“Let’s talk about History” shows episodes of history through conversations held by
the author with his teenage granddaughter and transports us ten thousand years into
the past, accompanied by illustrations of places, drawings, maps and works of art, to
open its doors to an adventure full of questions and concerns that arise as we travel
through the magnificent episodes of the human epic.
“Let’s talk about History” travels through one hundred centuries of humanity’s passage
on this planet, from the first temples to the present day. It crosses the barriers of
time and manages to take us through historical events, where the expectations and
concerns of an adolescent girl generate a magical connection with time, past, present
and future.
It depicts the ephemeral nature of the struggle for power, and the strength of the constructive and
regenerative capacity of human beings… The complexity of the ephemeral crosses domains of
knowledge, of the history, allowing access to phenomena, processes and practices of knowledge…

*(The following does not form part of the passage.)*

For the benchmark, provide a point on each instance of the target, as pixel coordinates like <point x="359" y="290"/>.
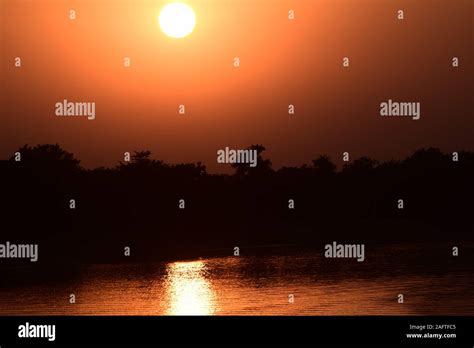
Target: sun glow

that are inscribed in experiences, lived and shared by the grandfather-granddaugther conversations.
Gabriel Ugas Fermín
Let’s Talk about History can be analysed through the three areas of genealogy proposed by Foucault:
Firstly, a historical anthology of ourselves in relation to the truth, through which we constitute ourselves
as subjects of knowledge; secondly, a historical anthology of ourselves in relation to the field
of power, through which we constitute ourselves as subjects who act on others; thirdly, a historical
anthology of ourselves in relation to ethics, through which we constitute ourselves as moral agents.
David Colombo Ocando
A work documented through the author’s experiences and his references to the world, and for the
expectations and concerns that it generates in an adolescent. Let’s Talk about History’ is a book for
the family, it is a proposal for grandparents and grandchildren to share a moment of that history.